Climate sensitivity and the direct effect of carbon dioxide in a limited-area cloud-resolving model

 

Submitter

Romps, David — Lawrence Berkeley National Laboratory

Area of research

Cloud Processes

Journal Reference

Romps D. 2020. "Climate sensitivity and the direct effect of carbon dioxide in a limited-area cloud-resolving model." Journal of Climate, 33(9), 10.1175/JCLI-D-19-0682.1.

Science

In this study, cloud-resolving simulations are shown to exhibit a dramatic increase in equilibrium climate sensitivity (ECS) at higher temperatures, due to both an increase in forcing and a decrease in the feedback parameter. In addition, it is found that the direct effect of carbon dioxide offsets a quarter of the warming-induced increase in precipitation, reduces the shallow cloud fraction by a small amount, and has no impact on convective available potential energy (CAPE).

Impact

Shallow clouds play an important role in the current climate through their enhancement of Earth’s albedo, so their direct response to elevated CO2 (often referred to as a “rapid adjustment”) and their response to warming are both of great interest.

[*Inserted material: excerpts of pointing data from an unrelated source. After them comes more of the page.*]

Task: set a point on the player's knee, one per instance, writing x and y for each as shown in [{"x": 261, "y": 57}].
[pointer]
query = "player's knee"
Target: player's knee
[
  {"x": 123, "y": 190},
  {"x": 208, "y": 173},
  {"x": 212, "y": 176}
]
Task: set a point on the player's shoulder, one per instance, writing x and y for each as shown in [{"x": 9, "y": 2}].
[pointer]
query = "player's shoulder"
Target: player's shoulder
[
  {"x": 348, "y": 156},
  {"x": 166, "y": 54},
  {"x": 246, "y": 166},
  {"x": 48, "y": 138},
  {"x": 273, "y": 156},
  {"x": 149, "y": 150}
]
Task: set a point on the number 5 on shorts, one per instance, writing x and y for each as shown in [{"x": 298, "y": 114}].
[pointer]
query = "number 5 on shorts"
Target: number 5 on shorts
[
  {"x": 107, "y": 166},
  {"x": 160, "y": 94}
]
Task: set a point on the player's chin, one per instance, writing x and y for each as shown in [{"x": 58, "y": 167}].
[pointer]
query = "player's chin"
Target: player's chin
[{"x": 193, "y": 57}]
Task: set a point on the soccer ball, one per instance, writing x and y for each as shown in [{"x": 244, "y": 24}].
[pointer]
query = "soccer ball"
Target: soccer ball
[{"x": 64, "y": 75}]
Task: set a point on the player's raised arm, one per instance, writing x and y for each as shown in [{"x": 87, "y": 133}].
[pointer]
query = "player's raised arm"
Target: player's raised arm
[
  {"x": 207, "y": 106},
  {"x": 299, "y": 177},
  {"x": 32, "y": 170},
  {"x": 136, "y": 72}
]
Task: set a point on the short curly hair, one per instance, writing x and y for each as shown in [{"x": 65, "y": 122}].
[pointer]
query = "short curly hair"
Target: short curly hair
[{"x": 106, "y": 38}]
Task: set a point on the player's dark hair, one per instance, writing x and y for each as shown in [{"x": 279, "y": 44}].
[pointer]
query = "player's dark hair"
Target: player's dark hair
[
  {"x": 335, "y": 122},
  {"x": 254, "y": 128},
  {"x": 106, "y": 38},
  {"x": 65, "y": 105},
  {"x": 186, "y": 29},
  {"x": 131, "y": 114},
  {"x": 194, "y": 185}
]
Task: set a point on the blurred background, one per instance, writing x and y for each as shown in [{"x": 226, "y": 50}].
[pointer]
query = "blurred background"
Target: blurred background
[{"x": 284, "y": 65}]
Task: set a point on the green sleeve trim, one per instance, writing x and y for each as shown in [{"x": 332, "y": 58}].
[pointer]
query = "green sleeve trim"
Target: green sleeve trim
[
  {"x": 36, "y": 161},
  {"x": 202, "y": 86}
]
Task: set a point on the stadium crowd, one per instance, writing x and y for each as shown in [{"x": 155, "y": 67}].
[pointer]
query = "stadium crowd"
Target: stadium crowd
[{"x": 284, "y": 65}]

This study is the first to use a cloud-resolving model to map out the direct effect of CO2 on clouds and to show that equilibrium climate sensitivity (the warming you get from a doubling of CO2) increases dramatically with temperature (i.e., successive doublings cause greater warming).

Summary

Even in a small domain, it can be prohibitively expensive to run cloud-resolving greenhouse-gas warming experiments due to the long equilibration time. Here, a technique is introduced that reduces the computational cost of these experiments by an order of magnitude: instead of fixing the carbon-dioxide concentration and equilibrating the sea-surface temperature (SST), this technique fixes the SST and equilibrates the carbon-dioxide concentration. Using this approach in a cloud-resolving model of radiative-convective equilibrium (RCE), the equilibrated SST is obtained as a continuous function of carbon dioxide concentrations spanning 1 ppmv to nearly 10,000 ppmv, revealing a dramatic increase in equilibrium climate sensitivity (ECS) at higher temperatures. This increase in ECS is due to both an increase in forcing and a decrease in the feedback parameter. In addition, the technique is used to obtain the direct effects of carbon dioxide, i.e., the rapid adjustments, over a wide range of SSTs. Overall, the direct effect of carbon dioxide offsets a quarter of the increase in precipitation from warming, reduces the shallow cloud fraction by a small amount, and has no impact on convective available potential energy (CAPE).